However, even those with extensive amounts of space enjoy the beauty of gardening upward. Extending the garden vertically adds a whole new dimension to the planting area. Vertical gardening provides an attractive way to screen an unwanted view, add interest to blank walls, or to separate the garden into individual compartments.
Vining plants like clematis, honeysuckle, grape, Virginia creeper, and ivies are natural choices for elevation. Their beauty will cover walls, arbors, and gateways adding visual appeal throughout the changing seasons.
Fences are often treated as merely functional elements. Openwork fences offer more possibilities than solid fences and fences offer the perfect support for many vining plants. In addition to vines, window boxes and containers filled with blooming annuals and perennials add to the vertical landscape. Shelves mounted at various levels on blank walls make excellent sites for plant- filled containers.
Hanging baskets surrounding doors, windows, porches, and balconies are an ideal solution for growing a variety of plants in a small area. Pots of various heights grouped together add vertical appeal as well as making maintenance easier.

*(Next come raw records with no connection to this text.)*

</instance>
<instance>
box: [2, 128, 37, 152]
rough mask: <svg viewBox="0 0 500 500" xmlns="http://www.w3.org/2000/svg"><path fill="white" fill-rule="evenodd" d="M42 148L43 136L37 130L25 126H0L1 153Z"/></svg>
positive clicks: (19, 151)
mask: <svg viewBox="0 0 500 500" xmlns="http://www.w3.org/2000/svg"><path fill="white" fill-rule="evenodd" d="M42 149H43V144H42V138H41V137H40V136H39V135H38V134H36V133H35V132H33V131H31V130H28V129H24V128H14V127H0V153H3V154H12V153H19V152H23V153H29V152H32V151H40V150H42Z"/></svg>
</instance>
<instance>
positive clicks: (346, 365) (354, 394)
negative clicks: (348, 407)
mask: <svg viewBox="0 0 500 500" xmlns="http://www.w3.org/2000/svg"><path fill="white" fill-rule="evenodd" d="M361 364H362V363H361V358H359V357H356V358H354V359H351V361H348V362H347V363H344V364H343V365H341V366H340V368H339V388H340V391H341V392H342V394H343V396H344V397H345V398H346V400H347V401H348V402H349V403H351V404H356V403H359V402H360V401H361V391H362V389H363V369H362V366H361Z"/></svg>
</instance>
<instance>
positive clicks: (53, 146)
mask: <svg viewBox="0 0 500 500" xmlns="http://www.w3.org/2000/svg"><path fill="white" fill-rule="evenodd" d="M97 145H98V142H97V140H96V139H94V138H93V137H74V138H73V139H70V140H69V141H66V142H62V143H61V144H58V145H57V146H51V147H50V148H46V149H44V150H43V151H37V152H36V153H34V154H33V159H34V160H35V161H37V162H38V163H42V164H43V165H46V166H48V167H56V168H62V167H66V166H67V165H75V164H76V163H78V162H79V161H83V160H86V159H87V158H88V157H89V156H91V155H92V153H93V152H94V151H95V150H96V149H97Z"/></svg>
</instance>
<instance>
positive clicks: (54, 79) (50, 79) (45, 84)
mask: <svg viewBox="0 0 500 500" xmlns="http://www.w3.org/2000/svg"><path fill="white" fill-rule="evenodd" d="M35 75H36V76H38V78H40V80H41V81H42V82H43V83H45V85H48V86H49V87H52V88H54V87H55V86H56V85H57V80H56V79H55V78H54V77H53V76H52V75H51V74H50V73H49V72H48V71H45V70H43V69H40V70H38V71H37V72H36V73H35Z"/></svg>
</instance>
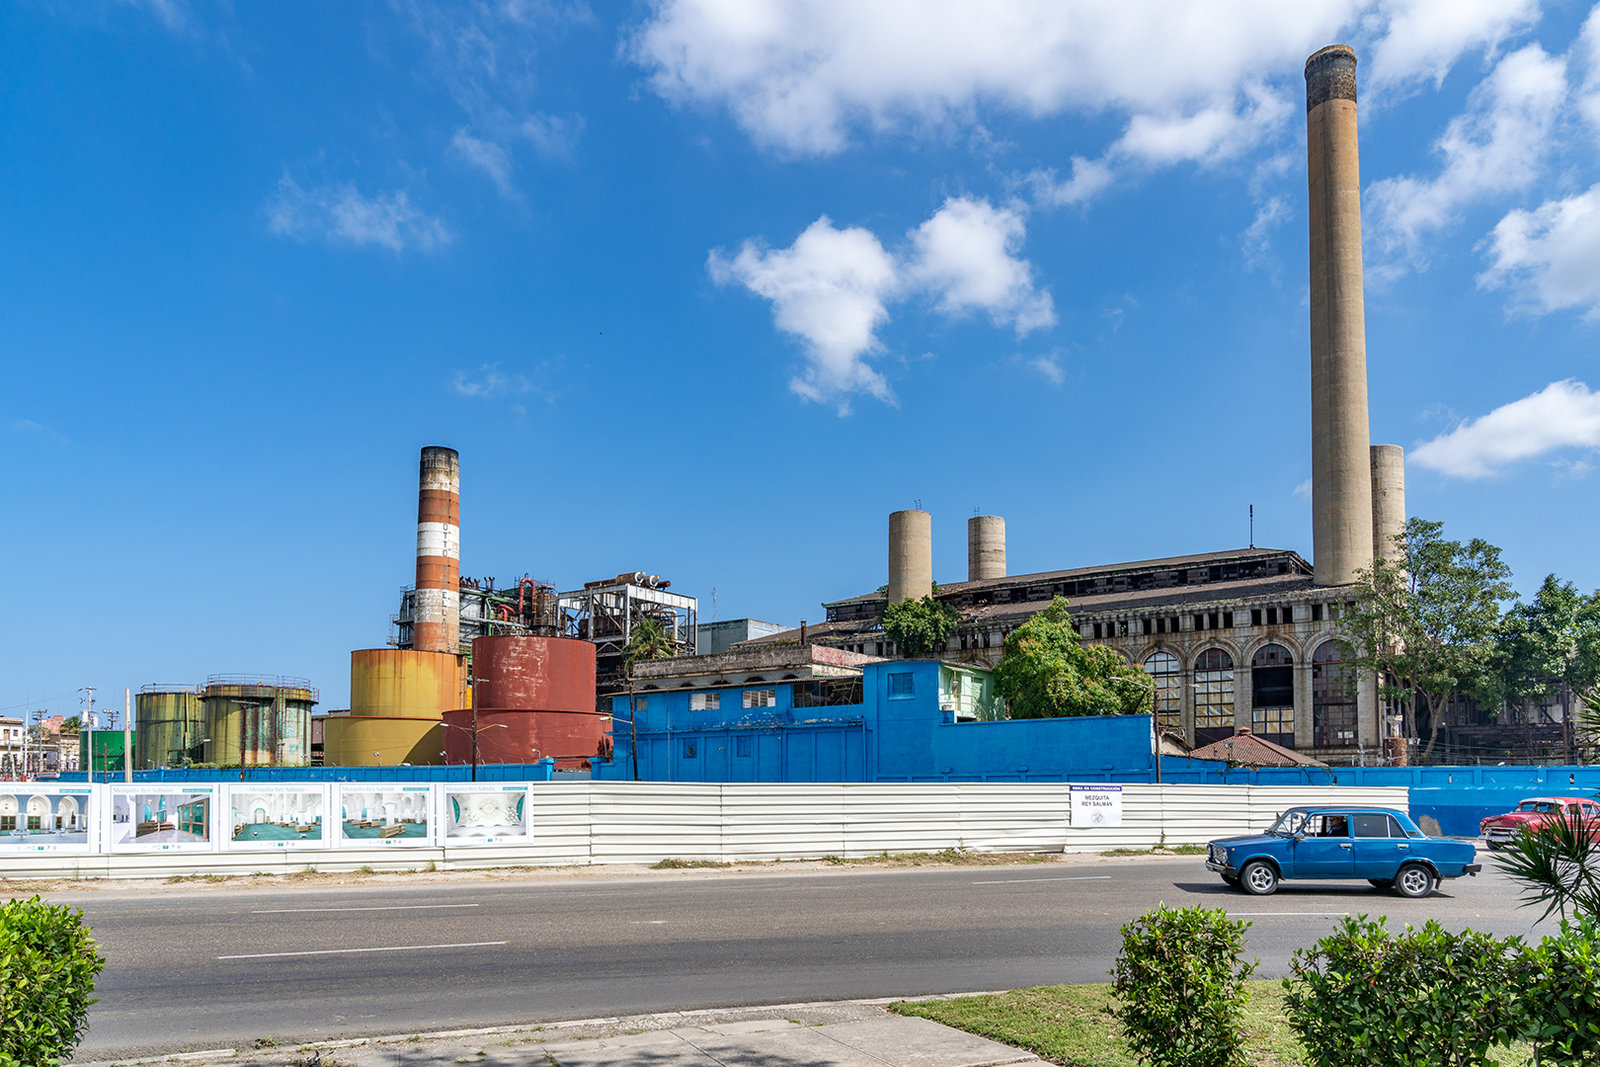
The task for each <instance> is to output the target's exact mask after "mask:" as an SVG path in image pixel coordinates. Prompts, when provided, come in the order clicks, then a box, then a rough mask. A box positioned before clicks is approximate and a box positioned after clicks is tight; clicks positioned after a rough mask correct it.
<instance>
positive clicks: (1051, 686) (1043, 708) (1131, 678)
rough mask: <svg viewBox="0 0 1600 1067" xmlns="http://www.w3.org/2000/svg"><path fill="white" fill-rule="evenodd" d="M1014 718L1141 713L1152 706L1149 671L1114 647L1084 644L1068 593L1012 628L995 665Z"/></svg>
mask: <svg viewBox="0 0 1600 1067" xmlns="http://www.w3.org/2000/svg"><path fill="white" fill-rule="evenodd" d="M995 689H997V691H998V693H1000V696H1003V697H1005V701H1006V705H1008V707H1010V712H1011V718H1061V717H1067V715H1141V713H1149V712H1150V707H1152V705H1154V693H1155V691H1154V685H1152V681H1150V675H1147V673H1144V670H1141V669H1138V667H1134V665H1133V664H1130V662H1128V661H1125V659H1123V657H1122V656H1120V654H1117V651H1115V649H1110V648H1106V646H1101V645H1094V646H1090V648H1085V646H1083V641H1082V640H1078V629H1077V627H1075V625H1074V624H1072V613H1070V611H1069V608H1067V598H1066V597H1056V598H1054V600H1051V601H1050V606H1048V608H1045V609H1043V611H1040V613H1038V614H1035V616H1034V617H1032V619H1029V621H1027V622H1024V624H1022V625H1019V627H1018V629H1014V630H1013V632H1011V633H1010V637H1006V638H1005V656H1003V657H1002V659H1000V665H998V667H995Z"/></svg>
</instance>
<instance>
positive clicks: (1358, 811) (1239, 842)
mask: <svg viewBox="0 0 1600 1067" xmlns="http://www.w3.org/2000/svg"><path fill="white" fill-rule="evenodd" d="M1475 857H1477V848H1475V846H1474V845H1472V843H1470V841H1453V840H1450V838H1443V837H1429V835H1426V833H1422V830H1419V829H1418V827H1416V824H1414V822H1411V816H1408V814H1405V813H1403V811H1394V809H1392V808H1357V806H1339V808H1290V809H1288V811H1285V813H1283V814H1282V816H1278V821H1277V822H1274V824H1272V829H1270V830H1267V832H1266V833H1253V835H1250V837H1224V838H1221V840H1216V841H1211V843H1210V845H1208V846H1206V861H1205V865H1206V869H1208V870H1214V872H1218V873H1221V875H1222V881H1226V883H1229V885H1230V886H1238V888H1240V889H1243V891H1245V893H1256V894H1267V893H1272V891H1274V889H1277V888H1278V881H1280V880H1283V878H1366V880H1368V881H1371V883H1373V885H1374V886H1378V888H1379V889H1390V888H1392V889H1395V891H1397V893H1400V896H1413V897H1416V896H1427V894H1429V893H1432V891H1434V889H1435V888H1438V881H1440V878H1459V877H1461V875H1477V873H1478V870H1480V869H1482V864H1475V862H1472V861H1474V859H1475Z"/></svg>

Terraces are being used more and more by homeowners whose lots consist of steep sloping areas. They provide level areas of usable planting space. Steps are often needed to make the terraced area accessible. The stairway can be edged informally with creeping groundcovers or with plant-filled containers creating a more visual impact.
When choosing the plants for your area, be sure to consider the maintenance level required by the plant. Some will need annual pruning and maintenance to keep them looking their best. Hedges will need annual pruning as well. Containers will need watering on a daily basis. Some will require even more water as the plant’s root system fills the container and in warm weather. Regular fertilization will be also be necessary to keep them blooming.

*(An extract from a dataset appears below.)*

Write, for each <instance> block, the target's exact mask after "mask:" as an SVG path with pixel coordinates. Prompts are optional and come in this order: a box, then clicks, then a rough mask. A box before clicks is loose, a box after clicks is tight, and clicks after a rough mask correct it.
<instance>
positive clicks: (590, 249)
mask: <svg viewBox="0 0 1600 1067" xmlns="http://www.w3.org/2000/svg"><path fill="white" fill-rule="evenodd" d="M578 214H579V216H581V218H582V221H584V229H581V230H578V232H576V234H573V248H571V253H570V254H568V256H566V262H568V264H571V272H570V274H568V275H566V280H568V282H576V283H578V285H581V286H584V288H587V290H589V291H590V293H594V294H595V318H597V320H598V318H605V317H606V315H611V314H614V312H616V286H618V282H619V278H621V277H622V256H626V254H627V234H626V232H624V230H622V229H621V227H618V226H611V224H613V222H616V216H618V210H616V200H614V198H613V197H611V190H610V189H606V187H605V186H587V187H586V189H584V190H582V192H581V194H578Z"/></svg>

Several vegetables can also be grown upward. Pole beans, lima beans, peas, tomatoes, cucumbers, melons, pumpkins, and squash are examples of vegetables that can be grown vertically. Squash, melon, and pumpkin fruit will need some form of support as they develop to prevent them from breaking off. Small-fruited varieties are the best choice for vertical gardens. Cucumbers will develop nice and straight rather than curved. Tomatoes often produce earlier and larger fruits when staked and trained. Another advantage is cleaner fruit.
Using the square trellis shown supports climbing plants and its platforms support annuals. You can also add bird feeders and birdhouses for extra interest.
Try training peas, beans, cucumbers, eggplants, melons, or okra up this structure. You can intersperse decorative plants, such as marigolds, or lower plants, such as strawberries, to make this an interesting and tasty planting. Don’t use treated lumber if you’re growing food.
If you’d rather not feed the birds, or if you’re trying to grow fruits or vegetables that you don’t wish to share with local critters, omit the bird feeder and cover the entire structure with netting if you have any trouble with garden “visitors”.
Vertical Gardening can help you make the most out of a limited garden space!